For someone with an AI/cog-sci background (that I in part share), the identification of a boundary (even a porous one) should only be significant when it could contribute to our understanding of the capabilities, limitations and developmental process of real cognitive processes. Our boundary marking conditions would have to be ones that really make a difference to the cognitive process itself. For example, one interesting boundary marking condition would be:

how replaceable or otherwise is a specific (internal or external) cognitive artefact? Could the individual agent simply swap the artefact with another similar or even totally different artefact? And to what extent would this change the character of the agent?

A related, equally important, but different question is:

how dependent is the development of an agent upon a specific artefact, such that it's abscence makes a significant difference to that agent?

This gets close to our understanding of what an agent actually is: it has a relatively consistent and pervasive character existing over time and to some extent surviving changes to the environment in which it exists. Whilst at the same time, its development and continuation is dependent upon the existence of key artefacts within that environment. It is as Clark says, closely coupled. Furthermore, the agent tends to influence the environment in which it exists so as to promote the continuation of these characteristics, so that an agent tends to be associated with an environment (reverse evolution), whilst the environment tends to promote certain characteristics in the agent and classes of agents (evolution).

This, to readers of recent dynamical systems theory (and the likes of Deleuze and Guattari), is quite an obvious model: 1) there are arangements of mechanisms that interact with and consume other mechanisms through processes of ordering, selection, managed preservation and controlled degradation; 2) these mechanisms have selective principles (the character traits) that are repetetively applied over time; 3) some of these repetitive mechanisms reproduce the conditions of their own production and reproduction; 4) and fewer still reproduce the conditions that make their own reproduction more likely, more desired by the environment in which they exist. Or in shore: they are desiring machines.

I would say that this is stating the obvious. Certainly there is a degree of convergence towards such a model in evolutionary biology. And I'm sure there will also be such a convergence in AI development. So why is it likely that philosophers will still consider it to be controversial? Why does it seem OK in biology, but radical when applied by, for example, the psychotherapist Felix Guattari, to the problem of fixing broken minds and bodies?

Thinking is selecting, is doing.


Research Notes: Merleau–Ponty, the philosopher as perpetual beginner

I have just read the first two chapters of The Philosophy of Merleau-Ponty by Eric Matthews.
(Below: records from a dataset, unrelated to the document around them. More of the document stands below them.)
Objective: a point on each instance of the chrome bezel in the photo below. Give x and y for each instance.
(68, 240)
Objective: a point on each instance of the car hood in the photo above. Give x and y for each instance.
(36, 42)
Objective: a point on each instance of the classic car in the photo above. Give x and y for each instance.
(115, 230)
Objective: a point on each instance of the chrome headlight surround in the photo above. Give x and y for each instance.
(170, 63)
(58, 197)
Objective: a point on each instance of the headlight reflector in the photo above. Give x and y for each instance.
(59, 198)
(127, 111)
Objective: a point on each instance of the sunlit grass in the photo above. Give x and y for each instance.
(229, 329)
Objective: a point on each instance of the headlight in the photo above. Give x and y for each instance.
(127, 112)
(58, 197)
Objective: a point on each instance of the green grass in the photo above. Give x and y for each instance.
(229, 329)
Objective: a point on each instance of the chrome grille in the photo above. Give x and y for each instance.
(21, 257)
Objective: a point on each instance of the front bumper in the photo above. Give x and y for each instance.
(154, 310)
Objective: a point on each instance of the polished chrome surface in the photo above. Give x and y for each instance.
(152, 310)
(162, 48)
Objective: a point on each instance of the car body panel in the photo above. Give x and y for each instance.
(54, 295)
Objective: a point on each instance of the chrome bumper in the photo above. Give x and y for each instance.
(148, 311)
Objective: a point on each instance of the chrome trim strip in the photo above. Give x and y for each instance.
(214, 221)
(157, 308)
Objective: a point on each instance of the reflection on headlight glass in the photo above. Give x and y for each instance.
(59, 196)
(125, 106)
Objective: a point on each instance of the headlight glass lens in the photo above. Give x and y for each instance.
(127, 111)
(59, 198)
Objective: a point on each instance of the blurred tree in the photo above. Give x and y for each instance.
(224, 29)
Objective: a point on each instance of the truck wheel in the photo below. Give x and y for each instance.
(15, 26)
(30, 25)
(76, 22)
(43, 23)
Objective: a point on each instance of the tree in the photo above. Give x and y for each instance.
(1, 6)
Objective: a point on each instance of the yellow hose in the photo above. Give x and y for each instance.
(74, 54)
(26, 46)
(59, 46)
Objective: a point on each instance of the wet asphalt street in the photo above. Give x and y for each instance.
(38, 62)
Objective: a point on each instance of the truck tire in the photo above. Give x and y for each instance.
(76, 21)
Of greatest interest is the conception of the "phenomenological reduction" (and by implication, the purpose of philosophy), which is not really a reduction at all, but more like a phenomenological refocussing on detail, context and engagement with the messy reality of the world.
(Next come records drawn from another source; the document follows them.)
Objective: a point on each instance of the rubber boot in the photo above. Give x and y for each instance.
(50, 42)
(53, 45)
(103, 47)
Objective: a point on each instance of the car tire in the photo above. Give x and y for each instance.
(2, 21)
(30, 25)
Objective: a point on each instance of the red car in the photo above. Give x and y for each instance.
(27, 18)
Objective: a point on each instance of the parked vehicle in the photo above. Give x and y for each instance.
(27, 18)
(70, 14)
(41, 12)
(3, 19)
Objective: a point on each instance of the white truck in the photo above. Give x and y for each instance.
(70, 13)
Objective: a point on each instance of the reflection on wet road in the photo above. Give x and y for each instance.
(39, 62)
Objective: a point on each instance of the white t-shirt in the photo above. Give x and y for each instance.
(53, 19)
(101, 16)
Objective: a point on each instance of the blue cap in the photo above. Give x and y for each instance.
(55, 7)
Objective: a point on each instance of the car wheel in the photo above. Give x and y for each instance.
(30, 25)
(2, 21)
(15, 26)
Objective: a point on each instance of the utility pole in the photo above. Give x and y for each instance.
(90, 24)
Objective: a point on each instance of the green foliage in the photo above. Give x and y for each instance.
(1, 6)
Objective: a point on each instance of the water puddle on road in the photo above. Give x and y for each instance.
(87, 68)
So far it has dealt well with the historical context, including a high-level overview of the differences between the phenomenology of Merleau-Ponty, Heidegger, Husserl and Hegel. These are all philosophers whom one would expect to see in the same sentence. But something marks out Merleau-Ponty as being very much different. Matthews states that the purpose of philosophy for Merleau-Ponty:

…is not a discovery of transcendent or eternal truths, but the adoption of an attitude of wonder, of being a "perpetual beginner". p.41

As Matthews explains, Husserl may have turned towards this position in his later work. However, much of phenomenology aims in the other direction: either epistemological of ontological transcendence. Even when trying to return to the world, it is only to recast the world as something other than its complexity.

Merleau-Ponty's phenomenology is entirely different. It shares with Nietzsche a liking for a child-like openness, a highly rational position of naivety and innocence. That's also the same ethos that sees Deleuze and Guattari talk of playing with circuits and concepts like a child plays with toys.

I suspect that this is not simply a result of Merleau-Ponty's work on psychology and pedagogy. This philosophy, like that of Deleuze and Guattari, is for a very different purpose. It is, as they say, an itinerant or nomadic philosophy. One that equips us to deal with change.